SSDs also cause trouble if you decide to physically destroy disks; “data has been found on SSDs even after destruction,” Forslund noted. Although hyperscale clouds like Microsoft Azure and Google Cloud Platform use shredders to dispose of drives (Google automates this using robots), those are rare in traditional enterprpise data centers. And unless you film the shredding and showing the serial number on each drive, you don’t have an audit trail. Instead, organizations that are particularly worried about security use degaussers with strong magnets to erase data without damaging the drive. But modern drive enclosures can block magnetism; and SSDs aren’t affected by magnets.

Third-party services can offer effective physical shredding with an audit trail, but then you have the cost of securing the drive in transit. “You need secure transport by the service provider to their facility,” Forslund said. “A lot of security teams will not allow that kind of transportation.” And if they do allow it, they’ll have tough requirements like transporting the drives in armed vehicles, which can get expensive. “That’s part of why you see old RMA drives piling up and driving costs: because it’s a cumbersome operation.”

Get Ready to Encrypt Everything

Encrypting drives and erasing them cryptographically by simply deleting the key is increasingly popular because it’s fast and simple. Sixty-four percent of organizations in the study use cryptographic erasure, and the figure is even higher in regulated industries like healthcare and pharmaceuticals.

That’s not fool-proof, Forslund cautioned: “You need to know that encryption has been turned on on the device all of the time, because if it’s been off at any point, you could potentially have a data leak. You need to have a good system in place to manage your encryption keys, so you don’t have to worry about losing keys that could potentially be used to recover data.”

Verifying and auditing erasure is important even when hard drives have been removed because management tools marked them as failing. Forslund estimated that failing drives can be erased to an auditable level in 70 to 80 percent of cases – which means that data could also be recovered from them with the right tools.

There have been few wide-scale studies of how effective hard drive decommissioning is, but Moor Insights & Strategy senior analyst Steve McDowell told us that the problem is usually process rather than policy. “Most IT organizations do have policies around this, but proper scrubbing and recycling of hard drives and other devices is hit-or-miss, even when a policy is in place,” he said. “Most organizations are savvy enough to remove drives before scrapping computers, but the disposition of those drives is often little more than the electronic recycling equivalent of a landfill.”

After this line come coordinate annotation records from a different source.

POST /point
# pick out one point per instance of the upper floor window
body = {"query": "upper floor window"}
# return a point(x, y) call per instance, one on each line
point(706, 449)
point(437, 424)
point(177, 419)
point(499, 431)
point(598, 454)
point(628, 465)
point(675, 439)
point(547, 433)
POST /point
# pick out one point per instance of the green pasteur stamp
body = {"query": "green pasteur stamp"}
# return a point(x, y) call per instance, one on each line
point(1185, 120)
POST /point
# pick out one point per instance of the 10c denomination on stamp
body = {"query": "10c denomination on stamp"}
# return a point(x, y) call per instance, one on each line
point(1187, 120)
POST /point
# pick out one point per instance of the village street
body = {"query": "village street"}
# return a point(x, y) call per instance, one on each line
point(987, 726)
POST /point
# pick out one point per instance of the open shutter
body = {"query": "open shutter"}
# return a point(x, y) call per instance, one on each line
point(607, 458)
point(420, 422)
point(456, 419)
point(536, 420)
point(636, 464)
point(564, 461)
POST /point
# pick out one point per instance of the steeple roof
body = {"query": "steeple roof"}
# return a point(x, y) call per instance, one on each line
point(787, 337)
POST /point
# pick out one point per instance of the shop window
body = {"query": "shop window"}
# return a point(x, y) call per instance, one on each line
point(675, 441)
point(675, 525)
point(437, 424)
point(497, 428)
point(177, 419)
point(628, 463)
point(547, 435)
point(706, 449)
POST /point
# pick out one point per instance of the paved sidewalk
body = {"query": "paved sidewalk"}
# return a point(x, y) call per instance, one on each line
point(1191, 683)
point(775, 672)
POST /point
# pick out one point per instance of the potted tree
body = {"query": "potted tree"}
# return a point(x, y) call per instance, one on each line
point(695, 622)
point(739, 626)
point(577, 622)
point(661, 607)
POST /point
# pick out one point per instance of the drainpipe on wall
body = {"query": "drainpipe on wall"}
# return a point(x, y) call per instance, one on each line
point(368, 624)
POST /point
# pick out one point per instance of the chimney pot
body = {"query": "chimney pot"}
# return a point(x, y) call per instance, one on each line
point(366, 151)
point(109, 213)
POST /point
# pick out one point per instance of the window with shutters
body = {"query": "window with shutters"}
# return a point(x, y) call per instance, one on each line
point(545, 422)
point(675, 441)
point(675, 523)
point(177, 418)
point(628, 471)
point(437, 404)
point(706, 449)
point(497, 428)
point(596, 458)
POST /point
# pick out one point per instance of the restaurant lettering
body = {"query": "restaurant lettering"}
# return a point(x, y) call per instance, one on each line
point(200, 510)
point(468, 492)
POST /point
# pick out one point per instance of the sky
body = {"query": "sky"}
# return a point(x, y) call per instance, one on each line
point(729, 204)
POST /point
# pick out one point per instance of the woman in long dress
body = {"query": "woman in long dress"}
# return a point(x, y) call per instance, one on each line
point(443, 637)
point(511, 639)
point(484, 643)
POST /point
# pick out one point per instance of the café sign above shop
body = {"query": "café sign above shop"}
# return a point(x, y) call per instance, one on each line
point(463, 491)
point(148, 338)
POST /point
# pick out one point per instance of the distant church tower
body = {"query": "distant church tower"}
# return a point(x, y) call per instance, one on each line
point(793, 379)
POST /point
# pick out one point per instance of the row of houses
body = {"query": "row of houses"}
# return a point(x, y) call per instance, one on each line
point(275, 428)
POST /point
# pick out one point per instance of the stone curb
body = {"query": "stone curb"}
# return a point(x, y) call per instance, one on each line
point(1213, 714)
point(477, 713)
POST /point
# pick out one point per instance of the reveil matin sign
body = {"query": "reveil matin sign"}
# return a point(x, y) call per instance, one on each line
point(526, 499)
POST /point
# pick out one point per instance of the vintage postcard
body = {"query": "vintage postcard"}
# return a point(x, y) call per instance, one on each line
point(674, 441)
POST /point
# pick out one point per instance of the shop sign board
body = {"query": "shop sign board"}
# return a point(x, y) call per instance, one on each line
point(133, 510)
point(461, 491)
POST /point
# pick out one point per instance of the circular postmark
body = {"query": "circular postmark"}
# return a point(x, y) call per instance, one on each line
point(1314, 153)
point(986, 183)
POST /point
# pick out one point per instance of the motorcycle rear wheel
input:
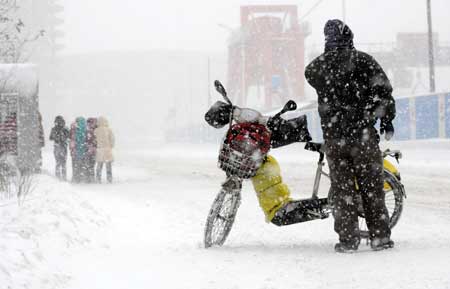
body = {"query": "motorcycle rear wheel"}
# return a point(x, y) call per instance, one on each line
point(393, 198)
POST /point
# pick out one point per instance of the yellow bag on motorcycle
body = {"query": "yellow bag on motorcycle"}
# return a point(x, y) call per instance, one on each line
point(272, 193)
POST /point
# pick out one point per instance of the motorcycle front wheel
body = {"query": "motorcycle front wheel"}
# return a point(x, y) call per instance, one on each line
point(221, 217)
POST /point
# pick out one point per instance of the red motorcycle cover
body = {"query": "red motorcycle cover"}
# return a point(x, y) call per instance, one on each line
point(249, 137)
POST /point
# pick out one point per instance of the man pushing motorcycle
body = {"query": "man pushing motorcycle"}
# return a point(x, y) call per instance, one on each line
point(353, 93)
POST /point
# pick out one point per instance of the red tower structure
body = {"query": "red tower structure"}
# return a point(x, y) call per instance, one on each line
point(266, 57)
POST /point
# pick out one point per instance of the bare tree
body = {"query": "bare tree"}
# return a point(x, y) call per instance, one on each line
point(15, 36)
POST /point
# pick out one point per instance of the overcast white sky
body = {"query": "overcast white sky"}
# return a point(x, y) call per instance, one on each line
point(193, 24)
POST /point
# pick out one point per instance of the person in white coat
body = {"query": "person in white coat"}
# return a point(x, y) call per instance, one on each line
point(105, 145)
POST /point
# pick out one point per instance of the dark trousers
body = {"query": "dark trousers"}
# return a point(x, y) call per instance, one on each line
point(356, 172)
point(300, 211)
point(79, 169)
point(108, 171)
point(60, 153)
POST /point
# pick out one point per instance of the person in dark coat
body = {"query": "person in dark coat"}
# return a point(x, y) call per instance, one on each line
point(60, 136)
point(353, 93)
point(91, 143)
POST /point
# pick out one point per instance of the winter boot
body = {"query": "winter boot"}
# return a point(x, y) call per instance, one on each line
point(379, 244)
point(345, 248)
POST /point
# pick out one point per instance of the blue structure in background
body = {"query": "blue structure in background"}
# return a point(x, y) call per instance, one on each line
point(447, 115)
point(402, 120)
point(427, 117)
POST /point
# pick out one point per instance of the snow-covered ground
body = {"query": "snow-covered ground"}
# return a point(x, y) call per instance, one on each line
point(146, 229)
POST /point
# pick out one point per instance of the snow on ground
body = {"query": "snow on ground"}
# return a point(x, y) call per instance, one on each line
point(146, 229)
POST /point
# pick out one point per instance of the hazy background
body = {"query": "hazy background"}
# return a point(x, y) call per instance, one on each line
point(193, 25)
point(144, 64)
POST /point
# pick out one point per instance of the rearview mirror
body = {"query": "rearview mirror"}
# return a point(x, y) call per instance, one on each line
point(220, 89)
point(289, 106)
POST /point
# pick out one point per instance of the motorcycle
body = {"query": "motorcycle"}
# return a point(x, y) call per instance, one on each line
point(244, 151)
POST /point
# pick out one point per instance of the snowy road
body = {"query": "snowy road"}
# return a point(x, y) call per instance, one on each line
point(157, 209)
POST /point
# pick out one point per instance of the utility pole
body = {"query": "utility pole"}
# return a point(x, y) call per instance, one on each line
point(344, 11)
point(430, 48)
point(209, 81)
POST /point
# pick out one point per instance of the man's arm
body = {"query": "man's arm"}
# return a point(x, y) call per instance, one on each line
point(381, 90)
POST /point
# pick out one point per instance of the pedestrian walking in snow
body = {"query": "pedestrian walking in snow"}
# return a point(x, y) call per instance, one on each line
point(60, 136)
point(353, 93)
point(78, 149)
point(105, 144)
point(91, 143)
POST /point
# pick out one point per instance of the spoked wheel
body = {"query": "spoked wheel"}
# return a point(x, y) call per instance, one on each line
point(221, 217)
point(393, 198)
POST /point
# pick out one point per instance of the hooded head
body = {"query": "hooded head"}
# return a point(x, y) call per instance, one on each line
point(92, 123)
point(59, 121)
point(102, 122)
point(337, 35)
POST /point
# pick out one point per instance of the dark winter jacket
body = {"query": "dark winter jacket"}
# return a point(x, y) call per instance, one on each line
point(353, 90)
point(60, 133)
point(91, 140)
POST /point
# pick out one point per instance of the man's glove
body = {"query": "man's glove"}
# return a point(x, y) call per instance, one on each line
point(387, 128)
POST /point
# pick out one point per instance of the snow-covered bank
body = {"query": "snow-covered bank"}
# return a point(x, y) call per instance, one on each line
point(54, 223)
point(146, 229)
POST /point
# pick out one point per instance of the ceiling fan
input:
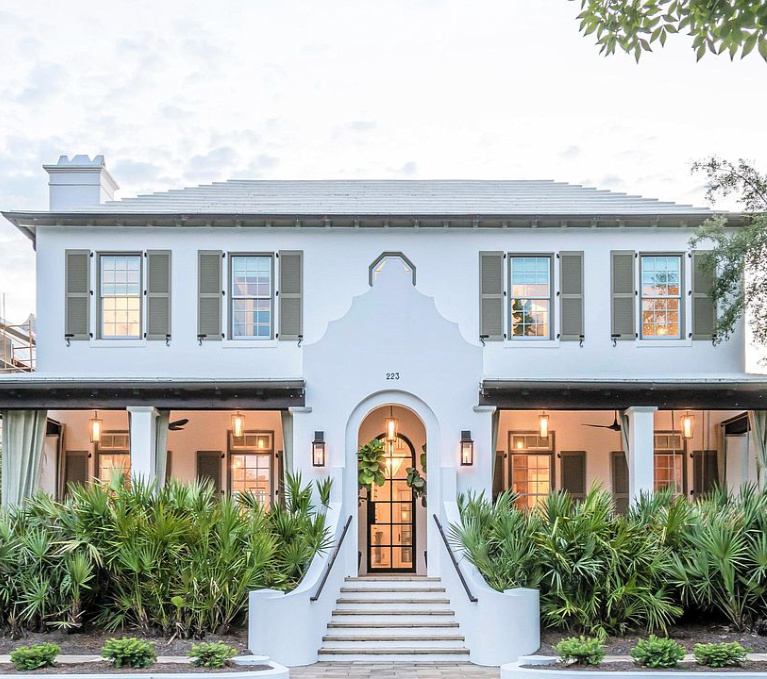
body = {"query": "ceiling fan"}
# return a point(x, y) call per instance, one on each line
point(178, 425)
point(615, 426)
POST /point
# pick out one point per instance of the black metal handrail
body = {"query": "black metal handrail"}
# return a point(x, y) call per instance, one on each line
point(332, 560)
point(472, 598)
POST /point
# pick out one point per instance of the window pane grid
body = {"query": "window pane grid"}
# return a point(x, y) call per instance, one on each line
point(120, 295)
point(251, 293)
point(530, 296)
point(661, 296)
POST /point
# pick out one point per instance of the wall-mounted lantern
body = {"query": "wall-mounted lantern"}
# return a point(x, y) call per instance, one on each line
point(688, 425)
point(543, 425)
point(95, 427)
point(238, 425)
point(318, 449)
point(467, 449)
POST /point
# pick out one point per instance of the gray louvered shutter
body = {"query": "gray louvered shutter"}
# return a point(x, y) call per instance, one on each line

The problem of secure disposal will go beyond hard drives in the future, he warned, as data becomes persistent across more devices. “Systems are beginning to be built with multiple levels of persistent cache, which will only accelerate as the industry starts deploying technologies such as server-class memory – Intel Optane, for example – where encryption-at-rest may not be an option.”

These new devices won’t be ready for returning or recycling for some time, but high capacity and higher prices will make it even more important that they are properly integrated into asset management systems that cover the entire storage lifecycle.